Minilua

Os maiores mistérios da ciência #4

A ciência não sabe tudo, nem deseja, ela apenas quer aprender tudo que puder para tornar nosso entendimento da realidade melhor e, consequentemente, melhorar nossa condição de habitantes do Universo. Mas apesar de termos aprendidos milhões de coisas durante toda nossa história, ainda existem muitas questões que deixam os cientistas de cabelo em pé:

Por que os animais migram?

Nosso mundo vive em constante mudança. Um local, durante certa época do ano, oferece calor e alimentos para sustentar diversos animais, porém o mesmo lugar pode se tornar totalmente inóspito em outros meses. Isso criou algo chamado migração, que consiste em uma mudança de ambiente de animais. Os seres migrantes mais famosos são os pássaros, que viajam milhares de quilômetros, normalmente fugindo do frio do inverno.
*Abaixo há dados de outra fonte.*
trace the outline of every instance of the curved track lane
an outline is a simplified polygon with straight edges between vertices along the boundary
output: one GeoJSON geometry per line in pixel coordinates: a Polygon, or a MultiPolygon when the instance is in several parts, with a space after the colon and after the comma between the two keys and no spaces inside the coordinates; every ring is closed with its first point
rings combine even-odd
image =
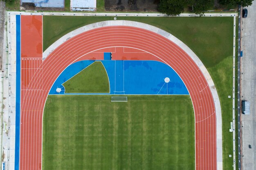
{"type": "MultiPolygon", "coordinates": [[[[58,76],[68,65],[86,54],[115,46],[148,52],[155,56],[150,60],[166,64],[180,75],[188,88],[195,113],[196,169],[216,170],[214,104],[199,68],[186,53],[169,40],[147,30],[127,26],[102,27],[79,34],[57,47],[40,65],[22,100],[20,169],[41,168],[43,109],[49,92],[58,76]]],[[[149,59],[141,56],[136,60],[149,59]]]]}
Esses ciclos migratórios normalmente duram um ano e são extremamente complicados e trabalhosos. O animal que faz a migração mais longa do planeta é a Andorinha-do-mar-ártico, que chega a voar 22 mil quilômetros todos os anos.

Outra espécie que faz uma migração incomum é a borboleta monarca, sua viagem pela vida é tão estranha, que a ciência ainda não conseguiu entendê-la.

Quem trouxe o GPS?

O ciclo migratório dos pássaros é muito simples de explicar. O tempo começa a ficar frio, eles seguem os mais antigos do grupo e chegam ao lugar certo para passar o verão. Dessa maneira, os mais novos aprendem o caminho e podem reconhecer o destino na próxima vez.
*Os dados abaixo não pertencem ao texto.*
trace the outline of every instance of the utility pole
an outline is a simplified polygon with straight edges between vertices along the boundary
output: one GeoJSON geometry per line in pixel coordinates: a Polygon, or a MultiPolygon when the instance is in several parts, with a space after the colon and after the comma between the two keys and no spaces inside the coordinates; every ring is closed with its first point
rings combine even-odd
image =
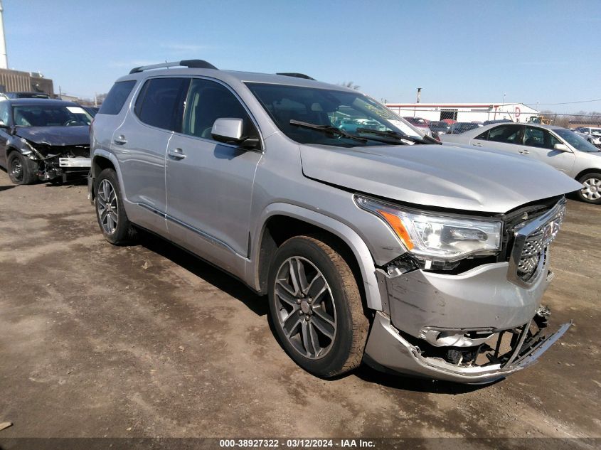
{"type": "Polygon", "coordinates": [[[6,41],[4,37],[4,9],[2,0],[0,0],[0,69],[8,69],[9,60],[6,58],[6,41]]]}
É aí que o mistério aparece com as borboletas. Todos os anos, as borboletas monarcas viajam milhares de quilômetros para o sul, fugindo do inverno americano para curtir o veraneio no México. Contudo, borboletas que voam para o sul, não são as mesmas que voltam para o norte e vice-versa.

Como a expectativa de vida dessas borboletas é muito pequena, nenhuma delas é capaz de completar o circuito de ir e voltar. Sendo assim, de alguma maneira, as recém-nascidas sabem o caminho de volta e o local correto para ficar. A precisão dessas borboletas é tão grande que, na migração para o sul, elas ficam nas mesmas árvores todos os anos!
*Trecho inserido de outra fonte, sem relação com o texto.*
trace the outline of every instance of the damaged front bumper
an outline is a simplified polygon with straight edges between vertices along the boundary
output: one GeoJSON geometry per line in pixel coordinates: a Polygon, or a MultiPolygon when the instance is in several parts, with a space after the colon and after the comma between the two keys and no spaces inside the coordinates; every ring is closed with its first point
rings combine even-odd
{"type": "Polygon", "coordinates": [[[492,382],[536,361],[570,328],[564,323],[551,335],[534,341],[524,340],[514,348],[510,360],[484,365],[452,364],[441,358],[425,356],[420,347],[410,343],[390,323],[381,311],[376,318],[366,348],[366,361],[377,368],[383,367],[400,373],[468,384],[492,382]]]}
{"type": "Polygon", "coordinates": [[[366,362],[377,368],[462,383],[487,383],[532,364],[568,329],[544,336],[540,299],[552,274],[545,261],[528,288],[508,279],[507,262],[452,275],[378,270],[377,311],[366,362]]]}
O grande mistério fica em torno de como esse conhecimento é passado de geração para geração. Alguns cientistas apostam em genética, outros em orientação magnética ou mesmo memória inata. Porém a precisão do local de chegada é tão grande, que esse tipo de informação não parece ser bom o bastante para explicar a migração das borboletas monarcas.

As hipóteses

Instinto: a primeira ideia que vem a cabeça é o instinto. De alguma maneira, a memória genética desses animais passa de uma geração para outra, criando uma espécie de mapa mental que qualquer representante desta espécie consegue seguir, mesmo sem conhecer o caminho. O problema dessa ideia é que a precisão do local encontrado pelas borboletas é muito grande, o que seria quase impossível de ser transmitido apenas com a genética.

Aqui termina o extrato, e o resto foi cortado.